People don’t like people who don’t like people
Must be why people don't like me.
You're not a person, more of a flatworm.
What the hell is he even going for with this gloss. I'm going to be a terrible bore and wonder about it for a few lines.
Our figure is supposed to undercut the archetype of the misanthrope, somehow-this is implied by the setup. The first decscription of him fits that of the misanthrope. It's the sentence fragment which is mysterious. (Here, confusingly split into green and black text, a simple goof it seems.)
Suppose our bitter poet lays in bed and refuses to get up and admit the caller (his wife). Then he remains a misanthrope, and the gloss has not delivered the punchline that it intimated in its setup. Or OTOH suppose that he admits her. Then he has some sentimental weakness against his philosophy (he does care for at least one person, a little), and the setup has been vindicated. And then another species of cases: he knows that it's his wife calling, or he doesn't (it's just someone ringing), and then takes either action. Suppose he doesn't know who it is, and admits them. Then this is both a hypocrisy and a narcissism.

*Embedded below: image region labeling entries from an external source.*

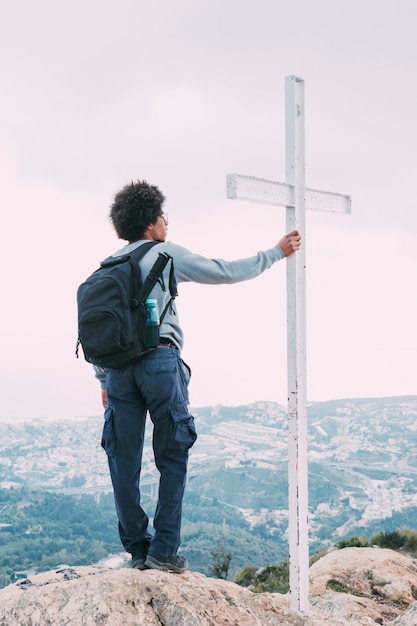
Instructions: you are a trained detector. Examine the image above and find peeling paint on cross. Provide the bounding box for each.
[227,76,351,614]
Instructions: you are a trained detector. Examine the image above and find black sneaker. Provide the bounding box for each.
[145,554,188,574]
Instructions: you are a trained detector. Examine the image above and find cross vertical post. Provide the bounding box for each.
[226,76,352,614]
[285,76,309,613]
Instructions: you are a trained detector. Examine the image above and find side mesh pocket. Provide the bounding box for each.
[168,405,197,452]
[101,404,116,456]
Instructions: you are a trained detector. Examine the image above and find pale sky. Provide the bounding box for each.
[0,0,417,419]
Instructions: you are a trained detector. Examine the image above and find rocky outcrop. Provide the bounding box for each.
[0,548,417,626]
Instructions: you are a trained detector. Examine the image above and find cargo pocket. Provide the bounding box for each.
[101,404,116,456]
[168,405,197,452]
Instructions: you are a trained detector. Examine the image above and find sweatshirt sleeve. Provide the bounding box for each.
[167,244,284,285]
[93,365,106,389]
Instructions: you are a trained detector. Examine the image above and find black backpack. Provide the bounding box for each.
[75,241,177,368]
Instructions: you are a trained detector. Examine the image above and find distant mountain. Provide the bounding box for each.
[0,396,417,547]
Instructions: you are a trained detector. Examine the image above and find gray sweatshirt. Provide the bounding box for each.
[94,240,284,387]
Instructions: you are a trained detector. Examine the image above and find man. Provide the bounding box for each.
[95,181,301,574]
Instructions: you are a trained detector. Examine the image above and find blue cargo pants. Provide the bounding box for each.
[102,346,197,559]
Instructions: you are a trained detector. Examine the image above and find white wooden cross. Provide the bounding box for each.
[227,76,351,614]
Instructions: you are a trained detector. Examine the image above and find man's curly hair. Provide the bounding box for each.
[110,180,165,241]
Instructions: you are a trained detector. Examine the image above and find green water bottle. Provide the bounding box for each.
[145,298,159,348]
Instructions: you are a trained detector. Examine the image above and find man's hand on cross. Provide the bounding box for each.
[278,230,301,256]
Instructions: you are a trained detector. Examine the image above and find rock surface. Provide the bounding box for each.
[0,548,417,626]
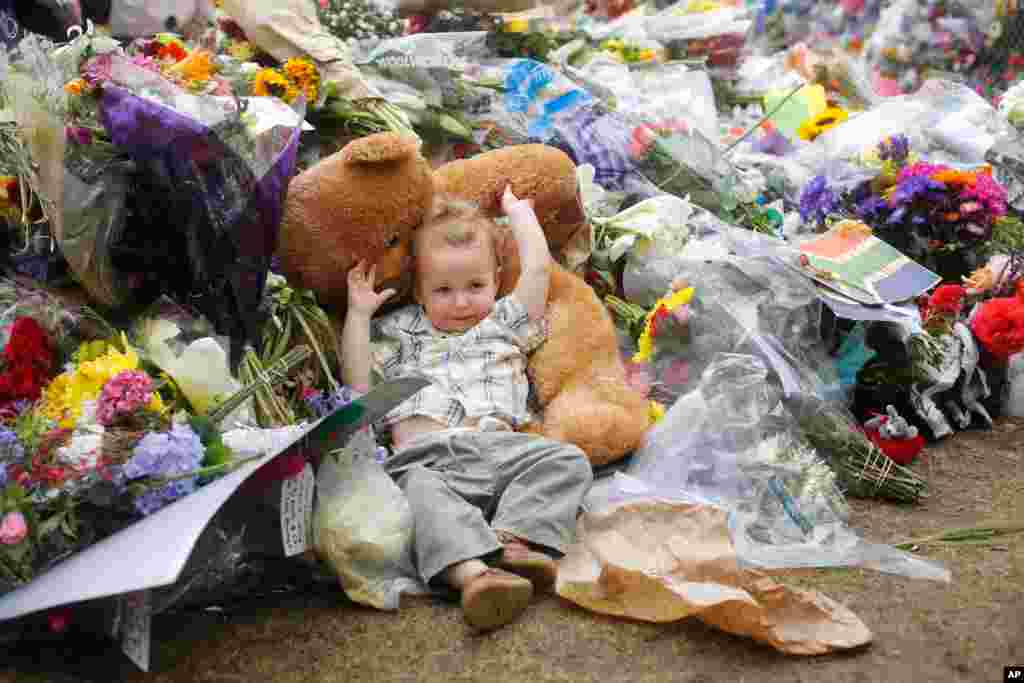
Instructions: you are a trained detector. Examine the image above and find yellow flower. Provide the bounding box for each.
[65,78,86,95]
[167,50,217,83]
[40,347,138,429]
[963,265,995,293]
[647,400,665,424]
[253,69,299,102]
[502,18,529,33]
[285,58,321,104]
[633,287,694,362]
[227,40,256,61]
[797,106,850,141]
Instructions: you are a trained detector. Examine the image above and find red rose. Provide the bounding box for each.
[971,297,1024,360]
[3,315,53,370]
[928,285,967,315]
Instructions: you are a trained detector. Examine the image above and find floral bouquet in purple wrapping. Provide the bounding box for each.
[4,29,305,362]
[800,135,1008,284]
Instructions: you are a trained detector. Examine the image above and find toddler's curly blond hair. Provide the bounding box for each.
[413,196,504,272]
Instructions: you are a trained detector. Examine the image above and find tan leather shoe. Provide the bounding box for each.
[462,568,534,631]
[495,531,558,593]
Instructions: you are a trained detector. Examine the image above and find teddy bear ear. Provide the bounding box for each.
[341,132,421,164]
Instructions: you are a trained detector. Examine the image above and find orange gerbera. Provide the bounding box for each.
[932,168,978,185]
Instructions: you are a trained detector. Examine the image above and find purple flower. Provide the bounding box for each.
[879,134,910,163]
[65,126,92,144]
[854,195,889,221]
[121,425,206,515]
[892,175,946,205]
[800,175,839,223]
[306,386,357,418]
[754,130,794,157]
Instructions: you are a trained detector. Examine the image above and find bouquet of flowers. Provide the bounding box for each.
[800,135,1008,283]
[970,281,1024,366]
[866,0,992,94]
[599,38,667,65]
[604,283,694,404]
[317,0,406,43]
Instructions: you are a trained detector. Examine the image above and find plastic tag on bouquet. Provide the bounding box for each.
[281,463,316,557]
[111,591,153,672]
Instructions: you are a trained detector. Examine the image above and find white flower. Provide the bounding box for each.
[57,425,105,470]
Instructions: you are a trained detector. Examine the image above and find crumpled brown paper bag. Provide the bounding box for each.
[556,500,871,654]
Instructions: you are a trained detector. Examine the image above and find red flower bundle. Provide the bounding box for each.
[971,288,1024,362]
[0,315,53,401]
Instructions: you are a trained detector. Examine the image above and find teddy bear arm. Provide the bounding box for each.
[540,380,650,466]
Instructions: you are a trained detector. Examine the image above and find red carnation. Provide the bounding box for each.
[971,297,1024,361]
[928,285,967,315]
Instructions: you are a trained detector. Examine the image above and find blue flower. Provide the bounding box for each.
[306,386,357,418]
[121,424,206,515]
[879,134,910,163]
[854,197,888,220]
[800,175,839,223]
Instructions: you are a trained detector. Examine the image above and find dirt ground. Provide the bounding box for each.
[0,419,1024,683]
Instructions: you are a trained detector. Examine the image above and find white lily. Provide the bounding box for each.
[141,318,242,414]
[593,195,694,263]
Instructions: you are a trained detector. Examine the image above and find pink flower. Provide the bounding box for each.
[0,511,29,546]
[96,370,153,426]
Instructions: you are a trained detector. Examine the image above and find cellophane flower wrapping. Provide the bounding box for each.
[93,57,303,365]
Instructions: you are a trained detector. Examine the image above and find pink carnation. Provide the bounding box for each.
[96,370,153,426]
[0,511,29,546]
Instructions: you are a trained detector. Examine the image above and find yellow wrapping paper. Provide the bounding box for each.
[556,500,871,654]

I detect some self-insert in this. Cioran lived quietly in his hovel, and rejected all accolades following the Rivarol (these spurned prizes may stand for the poet's rage with his contemporaries), but did have a gf, somehow.
HOLY BASED BATMAN
Cioran is a bit like Yea Forums, the only people he despises more than normies are the edgelords who pose and posture and flaunt their hatred of normies.
Misanthropes are defined by their aversions; Cioran execrates anyone who is defined by anything at all. Which is why he reveres religious mystics seeking ego-death and ridicules ideologues of any stripe. His ideal state is absolute nothingness - not death, but the 'purer' nothingness before birth. He's the OG antinatalist.
>Cioran execrates anyone who is defined by anything at all
>He's the OG antinatalist.
Don't you see a notable antinomy between these two things?
Not him, but the joy of nihilism is that you don't have to care or defend against the inconsistencies of your thoughts. A banality, but pertinent: everyone is a hypocrite on some level.
Cioran stated (words to the effect) that he was not writing "a project", he was simply writing as a form of personal therapy. To quote a man from a very edgy movie: "just his mind, poured out on paper".*
*Somerset, in Se7en. The villain in the film is a very edgy misanthrope, but his own hypocrisies are exposed during the ride that he takes in the car with the detectives.